Une cérémonie religieuse modifiée pour des raisons de sécurité

Contrairement aux années précédentes, la prière de l’Aïd ne s’est pas tenue à la mosquée Bagadadji, symbole traditionnel des célébrations officielles. Les autorités ont opté pour la salle des banquets du palais présidentiel, un choix motivé par des impératifs sécuritaires dans un contexte marqué par l’intensification des tensions.
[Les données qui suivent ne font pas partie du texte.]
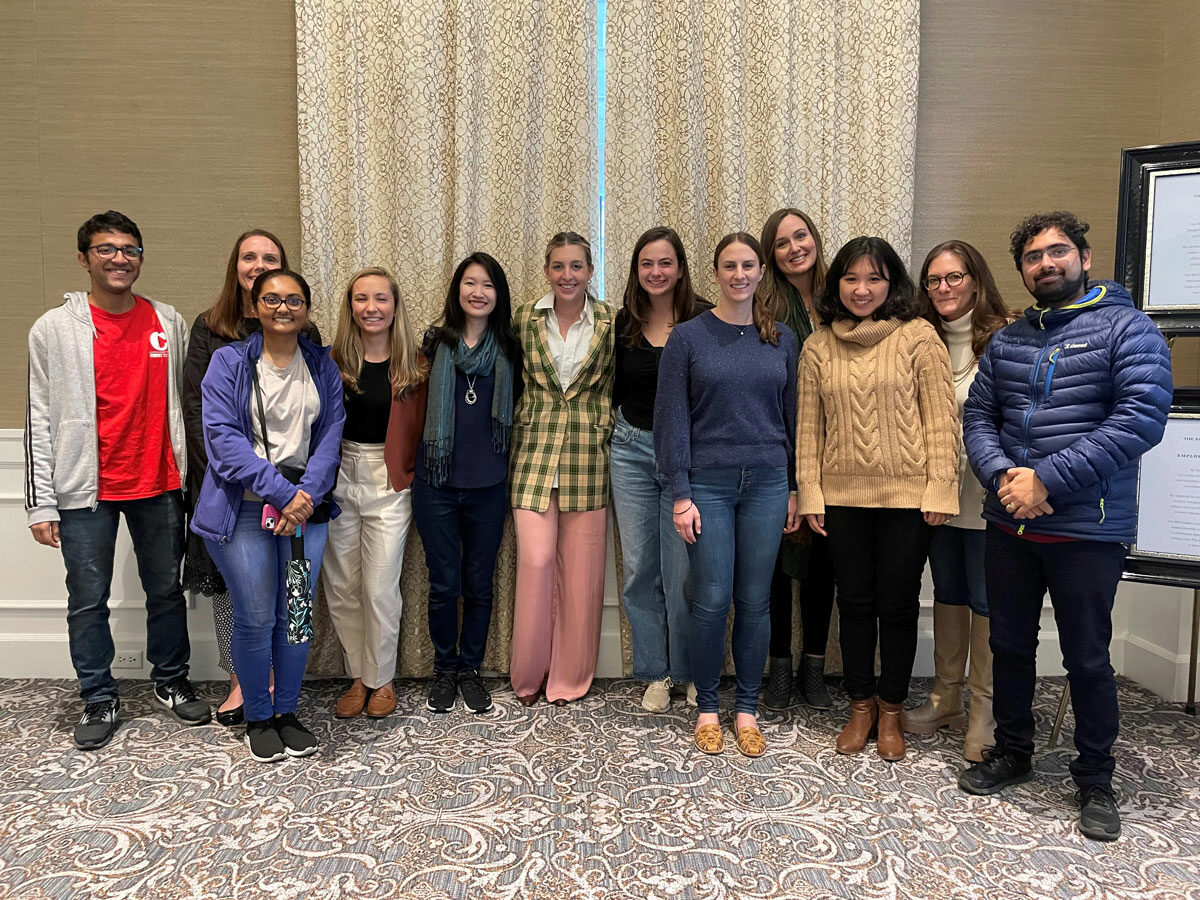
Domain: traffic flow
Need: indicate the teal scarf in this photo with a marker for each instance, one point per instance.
(475, 360)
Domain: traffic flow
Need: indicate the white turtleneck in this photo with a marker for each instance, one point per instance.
(964, 366)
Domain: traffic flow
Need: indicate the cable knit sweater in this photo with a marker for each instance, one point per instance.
(877, 421)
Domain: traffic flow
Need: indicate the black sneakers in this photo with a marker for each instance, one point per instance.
(1098, 816)
(264, 742)
(995, 773)
(99, 721)
(442, 693)
(179, 696)
(474, 694)
(298, 741)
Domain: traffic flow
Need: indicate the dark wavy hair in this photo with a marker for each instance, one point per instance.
(499, 321)
(762, 318)
(904, 301)
(988, 312)
(1066, 222)
(637, 301)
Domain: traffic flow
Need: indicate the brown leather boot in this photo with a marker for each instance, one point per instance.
(889, 743)
(351, 703)
(982, 726)
(862, 721)
(943, 709)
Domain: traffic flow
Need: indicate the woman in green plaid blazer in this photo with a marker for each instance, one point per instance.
(559, 478)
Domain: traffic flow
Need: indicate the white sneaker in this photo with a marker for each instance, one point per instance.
(658, 696)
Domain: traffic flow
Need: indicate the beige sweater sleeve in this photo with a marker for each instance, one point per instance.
(940, 421)
(810, 433)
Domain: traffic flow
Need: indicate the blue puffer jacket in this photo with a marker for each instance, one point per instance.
(233, 465)
(1077, 394)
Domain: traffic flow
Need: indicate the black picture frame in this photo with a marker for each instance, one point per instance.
(1139, 166)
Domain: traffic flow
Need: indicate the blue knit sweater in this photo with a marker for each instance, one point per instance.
(725, 400)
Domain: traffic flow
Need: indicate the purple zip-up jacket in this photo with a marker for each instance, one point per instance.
(233, 465)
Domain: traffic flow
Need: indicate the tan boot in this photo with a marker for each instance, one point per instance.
(351, 703)
(862, 721)
(889, 744)
(943, 709)
(982, 729)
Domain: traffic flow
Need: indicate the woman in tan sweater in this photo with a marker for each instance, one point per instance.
(877, 453)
L’imam Mahmoud Touré, attaché à la mosquée du palais, a guidé la cérémonie et formulé des vœux pour la stabilité et la prospérité du Mali.

Un discours aux multiples dimensions stratégiques

À l’issue de la prière, le chef de l’État a livré une allocution où il a présenté le Mali comme la cible d’un « terrorisme aux formes variées ». Selon ses propos, les menaces ne se cantonnent plus au domaine militaire, mais englobent désormais les campagnes de désinformation des médias, les pressions économiques et les ingérences politiques étrangères. « Les campagnes de désinformation, aussi sophistiquées soient-elles, ne sauront altérer la détermination inébranlable du peuple malien à préserver sa souveraineté et à construire une paix durable », a-t-il déclaré avec fermeté.

Le président a également exhorté les citoyens à soutenir les forces armées et leurs alliés dans la lutte contre les groupes armés. Il a confirmé la poursuite des opérations militaires jusqu’à l’instauration d’une paix totale sur l’ensemble du territoire, tout en réaffirmant l’engagement irréversible dans la refondation nationale, connue sous le nom de Mali Kura.

Un contexte marqué par une offensive récente

Ce discours intervient un mois après une attaque d’envergure menée conjointement par le Groupe de soutien à l’islam et aux musulmans (GSIM) et le Front de libération de l’Azawad (FLA). L’assaut, qui visait plusieurs positions maliennes, a coûté la vie au ministre de la Défense Sadio Camara le 25 avril 2026. Depuis, les autorités ont multiplié les appels à l’unité nationale et intensifié les actions militaires, en collaboration avec le Corps africain. Les opérations se concentrent actuellement sur les régions de Ségou, Kidal et Ménaka.